The immediate furor over Glock-gate at Mount St. Mary's University has died down, so it's an opportune moment to take the focus off this particular bunny-drowning president (who resigned as I was writing this), and to consider what's at stake at MSMU and beyond.
The plight of the small liberal-arts college is well known. Hundreds of these colleges dot the map of America (at least its eastern half). Most of them are far more expensive than public universities, because they are (a) private and (b) often have expensive, historic campuses to maintain. In an era of diminishing economic returns on a Bachelor's degree, the costly private option becomes less attractive.
Liberal-arts colleges now find themselves in a brutal competition to attract a certain kind of paying student. By and large, students are not moneymakers for the college if they are poor enough to qualify for need-based aid, pedigreed enough to command major scholarship offers, or a minority who must be lured, with a nice tuition discount, to a place like Crawfordsville, Indiana. In short, white mediocrity is the bread and butter of the contemporary liberal-arts college.
But in order for the formula to work, these colleges must have a critical mass of students. There have to be enough profit-generating students to allow the college to take a loss on the students who will boost selectivity™ and diversity™. This is why Simon Newman wants to increase enrollment at MSMU and why college presidents everywhere lose sleep over enrollment numbers. These pressures are not unique to liberal-arts colleges, just more acute because of their relatively small size and their already inflated tuition.
Historically, at public universities, tuition dollars have been less important for the bottom line, but this is changing. Legislators in most states have become less friendly to funding public universities, even as students and faculty become less white. Coincidence? University administrators themselves, many of them cast in the mold of Gordon Gecko (or Simon Newman), now increasingly prefer tuition dollars over state funds, which have more strings attached.
Public universities, like their private counterparts, game the rankings in order to compete for paying students, many of whom are international or from other states and pay higher tuition. One way to climb the ladder is to boost "selectivity" by making admissions standards more stringent. Consequentially, public universities become more stratified, with top flagships accepting fewer local students.
Since international and out-of-state students pay more, this limits the income diversity, and therefore the ethnic diversity, of the student body. Top publics are now hard to distinguish from private universities, where students are mostly white and wealthy. The carefully calibrated diversity quota, along with the ubiquitous "multicultural center," allow universities to plausibly claim that they support minorities. However, a closer look at demographics belies this claim.
To cite a single key example, UC Berkeley's students and faculty are considerably less diverse than the state at large. California has a Latino majority, yet its flagship campus boasts an undergraduate Latino enrollment that, according to the most generous figures, sits around 20%. This shows the opposite of a commitment to diversity.
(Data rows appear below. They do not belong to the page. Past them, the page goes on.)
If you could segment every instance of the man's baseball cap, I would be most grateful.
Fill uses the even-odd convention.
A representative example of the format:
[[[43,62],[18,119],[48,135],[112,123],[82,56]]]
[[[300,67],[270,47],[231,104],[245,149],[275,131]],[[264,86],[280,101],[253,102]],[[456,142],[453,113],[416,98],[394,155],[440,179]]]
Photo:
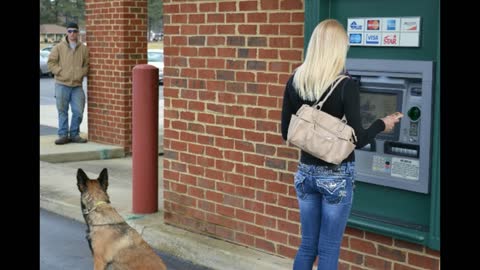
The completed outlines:
[[[75,29],[78,29],[78,24],[74,23],[74,22],[69,22],[67,24],[67,28],[75,28]]]

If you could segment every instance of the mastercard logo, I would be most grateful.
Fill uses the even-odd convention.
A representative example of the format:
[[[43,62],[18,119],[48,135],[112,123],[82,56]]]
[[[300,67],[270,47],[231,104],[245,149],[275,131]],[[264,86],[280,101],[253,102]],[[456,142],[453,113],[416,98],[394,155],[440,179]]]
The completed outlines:
[[[380,30],[380,20],[368,20],[367,30]]]

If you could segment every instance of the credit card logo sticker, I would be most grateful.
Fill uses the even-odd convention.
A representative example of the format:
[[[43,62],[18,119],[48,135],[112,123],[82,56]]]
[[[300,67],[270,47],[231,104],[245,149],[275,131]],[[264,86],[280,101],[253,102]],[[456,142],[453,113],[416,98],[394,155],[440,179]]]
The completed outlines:
[[[380,20],[367,20],[367,30],[380,30]]]
[[[398,45],[397,35],[386,35],[383,37],[384,45]]]
[[[395,20],[387,20],[387,30],[397,30]]]
[[[362,34],[350,34],[350,44],[362,44]]]

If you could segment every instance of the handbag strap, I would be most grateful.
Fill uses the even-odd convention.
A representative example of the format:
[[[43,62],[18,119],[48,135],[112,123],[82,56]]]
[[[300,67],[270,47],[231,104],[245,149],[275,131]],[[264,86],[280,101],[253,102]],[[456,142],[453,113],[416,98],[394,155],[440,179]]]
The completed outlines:
[[[326,96],[322,101],[319,100],[319,101],[315,102],[315,103],[312,105],[312,107],[318,105],[318,106],[319,106],[318,109],[321,110],[322,107],[323,107],[323,104],[325,103],[325,101],[327,101],[328,97],[330,97],[330,95],[332,94],[333,90],[335,90],[335,88],[337,87],[337,85],[338,85],[343,79],[345,79],[345,78],[348,78],[348,76],[346,76],[346,75],[339,75],[339,76],[335,79],[335,81],[333,81],[332,86],[330,87],[330,90],[329,90],[327,96]]]
[[[315,104],[313,104],[312,107],[317,107],[317,105],[318,105],[318,107],[317,107],[318,110],[322,110],[322,106],[325,103],[325,101],[327,101],[328,97],[330,97],[330,95],[333,93],[333,90],[335,90],[335,88],[338,86],[338,84],[345,78],[349,78],[349,77],[346,76],[346,75],[339,75],[335,79],[334,83],[332,84],[332,87],[330,87],[327,96],[322,101],[319,100],[318,102],[315,102]],[[343,88],[344,87],[345,87],[345,85],[343,85],[343,87],[341,89],[342,102],[343,102]],[[342,122],[344,122],[345,125],[347,124],[347,118],[345,117],[345,114],[342,117]],[[357,135],[355,134],[355,130],[352,129],[352,132],[353,132],[352,139],[353,139],[354,143],[357,143]]]

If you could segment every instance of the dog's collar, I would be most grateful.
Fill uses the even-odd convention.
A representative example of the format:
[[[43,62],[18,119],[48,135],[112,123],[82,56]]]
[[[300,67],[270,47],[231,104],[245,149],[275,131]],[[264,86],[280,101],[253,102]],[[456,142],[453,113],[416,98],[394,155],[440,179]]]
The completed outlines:
[[[102,205],[102,204],[108,204],[108,202],[106,201],[98,201],[94,204],[93,208],[90,209],[90,210],[87,210],[87,209],[83,209],[83,214],[84,215],[88,215],[90,214],[92,211],[95,211],[95,209],[97,209],[98,206]]]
As Marshall Steinbaum notes, segregation according to institutional prestige is becoming commonplace.
We have all of this emphasis on getting minority students into college, but there’s almost no attention paid to the fact that minority students disproportionately go to lousy colleges. The better colleges, the four-year nonprofit institutions with track records of graduating very successful students, are by and large still difficult to access for minorities.
This stratification will only intensify as colleges turn to the "Newman Strategy" of leveraging student data in order to profile "low performers" to eliminate with pre-emptive dismissals. This is the educational version of the "signature strike."
Moreover, as Steinbaum goes on to explain, this strategy has the potential to remake institutions.
In addition to regulating colleges for drop-outs and delinquency, there's a definite chance that colleges would be regulated for graduates' earnings as well. The effect of that will be to induce institutions to force students into “in-demand” majors, and possibly even close down other departments. That is an ideological purge masquerading as an economic or higher education reform policy.
It's not implausible to think that universities will begin to actively discourage certain majors, even if this particular case isn't exactly a smoking Glock.
If education becomes "regulated for graduates' earnings," it becomes job-training, an extension of the workplace. If students are workers, they are subject to layoffs (dismissals), and it won't be long until higher education becomes, once again, the domain of the elite.
Land-grant universities, somewhat remarkably, were intended to provide the masses with an education that was not merely vocational or technical. The 1862 Morrill Act made it clear that the land-grant institutions were to "promote the liberal and practical education of the industrial classes."
So when administrators like Newman hatch plans like Mount 2.0, they betray the mission of the university, whether public or private, and hollow out the concept of education itself. Education, to mean anything, must be more than instrumental. It must be the self-realization of the individual, rather than the realization of profit.